Sarfaraz Khan, whose maiden triple ton helped Mumbai take the first-innings lead against Uttar Pradesh, believed that he was the kind of player who could change the course of the game.
Despite suffering from fever two nights ago, Sarfaraz scored an unbeaten 301, which propelled Mumbai to go past Uttar Pradesh's first-innings mammoth score of 625/8 declared and take three points on the last day of their Elite Group B Ranji Trophy game.
"I wasn't going to come out to bat. I wasn't well for the last two-three days. But I felt that I was the kind of player who could change the game if I remained in the middle.
So I came out and played for the team," Sarfaraz said.
Sarfaraz's triple century is only the third such score by a first-class batsman batting at number 6 in first-class cricket, and the second after Karun Nair at number 6 in Ranji Trophy history.
Before Sarfaraz, Mumbai's last triple centurion was ace batsman Rohit Sharma.
"I didn't think I would be able to go all the way.
When I got to 250, I felt I should declare (retire), but the team backed me a lot," said the 22-year-old, who returned to Mumbai after playing in the Uttar Pradesh squad for three seasons.
According to Sarfaraz, the pace of his innings slowed after getting to 200.
"After I got to 200, I slowed down. I did not hit a boundary for an hour until tea after I went past 200, my aim was that we had to go past 625," he said.

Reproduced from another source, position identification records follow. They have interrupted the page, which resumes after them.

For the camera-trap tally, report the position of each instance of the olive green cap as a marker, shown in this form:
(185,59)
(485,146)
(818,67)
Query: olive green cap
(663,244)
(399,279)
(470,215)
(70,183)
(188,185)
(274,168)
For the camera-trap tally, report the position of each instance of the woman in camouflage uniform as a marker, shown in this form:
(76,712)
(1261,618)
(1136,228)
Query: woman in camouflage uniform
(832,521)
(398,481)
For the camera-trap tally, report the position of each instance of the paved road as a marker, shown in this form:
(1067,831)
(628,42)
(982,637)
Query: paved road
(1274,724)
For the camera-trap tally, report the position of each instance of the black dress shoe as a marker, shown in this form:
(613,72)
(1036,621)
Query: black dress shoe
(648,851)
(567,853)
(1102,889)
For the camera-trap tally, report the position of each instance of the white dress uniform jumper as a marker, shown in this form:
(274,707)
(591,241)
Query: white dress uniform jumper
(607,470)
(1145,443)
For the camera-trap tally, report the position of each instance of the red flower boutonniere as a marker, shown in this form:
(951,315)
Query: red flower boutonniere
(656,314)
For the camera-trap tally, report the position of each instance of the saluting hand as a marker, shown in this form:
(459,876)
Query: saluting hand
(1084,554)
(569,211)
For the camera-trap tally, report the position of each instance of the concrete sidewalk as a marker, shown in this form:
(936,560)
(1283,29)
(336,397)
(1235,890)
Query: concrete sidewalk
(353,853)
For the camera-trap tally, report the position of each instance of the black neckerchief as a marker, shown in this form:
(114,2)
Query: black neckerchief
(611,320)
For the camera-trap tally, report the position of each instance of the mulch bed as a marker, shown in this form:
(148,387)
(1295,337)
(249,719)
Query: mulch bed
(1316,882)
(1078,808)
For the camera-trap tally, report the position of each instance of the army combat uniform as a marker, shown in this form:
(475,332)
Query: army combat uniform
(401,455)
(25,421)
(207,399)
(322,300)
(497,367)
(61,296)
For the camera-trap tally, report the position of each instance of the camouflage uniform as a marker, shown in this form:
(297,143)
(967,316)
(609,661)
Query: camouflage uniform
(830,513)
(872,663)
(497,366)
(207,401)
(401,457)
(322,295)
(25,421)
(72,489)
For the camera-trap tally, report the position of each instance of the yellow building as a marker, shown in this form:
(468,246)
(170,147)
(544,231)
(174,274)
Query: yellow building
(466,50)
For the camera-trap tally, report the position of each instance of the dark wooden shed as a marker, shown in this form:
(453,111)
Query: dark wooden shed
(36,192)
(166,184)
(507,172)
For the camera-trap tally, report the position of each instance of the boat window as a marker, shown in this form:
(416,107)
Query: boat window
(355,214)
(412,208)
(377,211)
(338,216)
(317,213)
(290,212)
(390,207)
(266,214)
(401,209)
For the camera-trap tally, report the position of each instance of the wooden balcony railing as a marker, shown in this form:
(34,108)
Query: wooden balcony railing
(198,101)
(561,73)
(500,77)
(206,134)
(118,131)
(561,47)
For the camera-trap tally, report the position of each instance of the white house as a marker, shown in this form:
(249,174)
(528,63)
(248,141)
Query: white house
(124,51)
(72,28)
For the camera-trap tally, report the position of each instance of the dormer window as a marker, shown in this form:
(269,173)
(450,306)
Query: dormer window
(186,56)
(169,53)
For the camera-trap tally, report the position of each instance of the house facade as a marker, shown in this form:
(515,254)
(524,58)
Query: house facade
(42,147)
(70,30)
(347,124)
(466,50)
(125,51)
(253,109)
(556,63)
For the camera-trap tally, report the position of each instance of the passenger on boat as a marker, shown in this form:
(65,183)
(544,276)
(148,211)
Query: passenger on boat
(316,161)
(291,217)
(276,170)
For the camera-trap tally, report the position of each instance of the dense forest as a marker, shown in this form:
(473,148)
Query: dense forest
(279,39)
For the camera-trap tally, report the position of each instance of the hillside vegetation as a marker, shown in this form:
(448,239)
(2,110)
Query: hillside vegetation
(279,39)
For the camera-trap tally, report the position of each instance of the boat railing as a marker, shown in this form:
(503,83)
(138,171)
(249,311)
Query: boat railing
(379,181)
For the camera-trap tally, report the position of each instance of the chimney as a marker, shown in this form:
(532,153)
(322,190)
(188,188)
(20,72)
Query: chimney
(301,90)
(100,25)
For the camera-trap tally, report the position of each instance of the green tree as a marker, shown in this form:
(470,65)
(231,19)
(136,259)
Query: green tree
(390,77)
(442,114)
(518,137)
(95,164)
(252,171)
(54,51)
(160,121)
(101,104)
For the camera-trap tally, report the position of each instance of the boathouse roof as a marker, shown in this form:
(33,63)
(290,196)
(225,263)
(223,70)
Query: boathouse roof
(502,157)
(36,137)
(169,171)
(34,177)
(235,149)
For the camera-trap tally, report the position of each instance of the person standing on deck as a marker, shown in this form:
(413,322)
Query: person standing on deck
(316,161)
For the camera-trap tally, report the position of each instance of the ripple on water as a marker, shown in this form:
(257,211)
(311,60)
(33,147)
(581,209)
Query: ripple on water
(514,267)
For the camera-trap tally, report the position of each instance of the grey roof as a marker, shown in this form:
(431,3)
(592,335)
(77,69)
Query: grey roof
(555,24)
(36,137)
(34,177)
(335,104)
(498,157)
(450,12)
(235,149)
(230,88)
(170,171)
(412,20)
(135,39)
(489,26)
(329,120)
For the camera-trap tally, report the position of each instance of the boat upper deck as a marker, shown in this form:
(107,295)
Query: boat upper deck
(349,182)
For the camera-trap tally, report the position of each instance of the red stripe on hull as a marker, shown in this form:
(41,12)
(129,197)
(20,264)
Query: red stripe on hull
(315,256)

Expressing faith in Mumbai's lower order Sarfaraz said, "I knew that Shams (Mulani) is a player who gets fours easily."
Sarfaraz's father Naushad came to watch his innings from Pune.
Mumbai skipper Aditya Tare too said Sarfaraz has worked on his batting.
"He (Sarfaraz) always had talent. He works really hard on his batting. He is always practising and prepares himself well. He is a cricketer who improves," Tare said.
Sarfaraz can bat at number 5 or 6 and win matches, he has that quality, Tare added.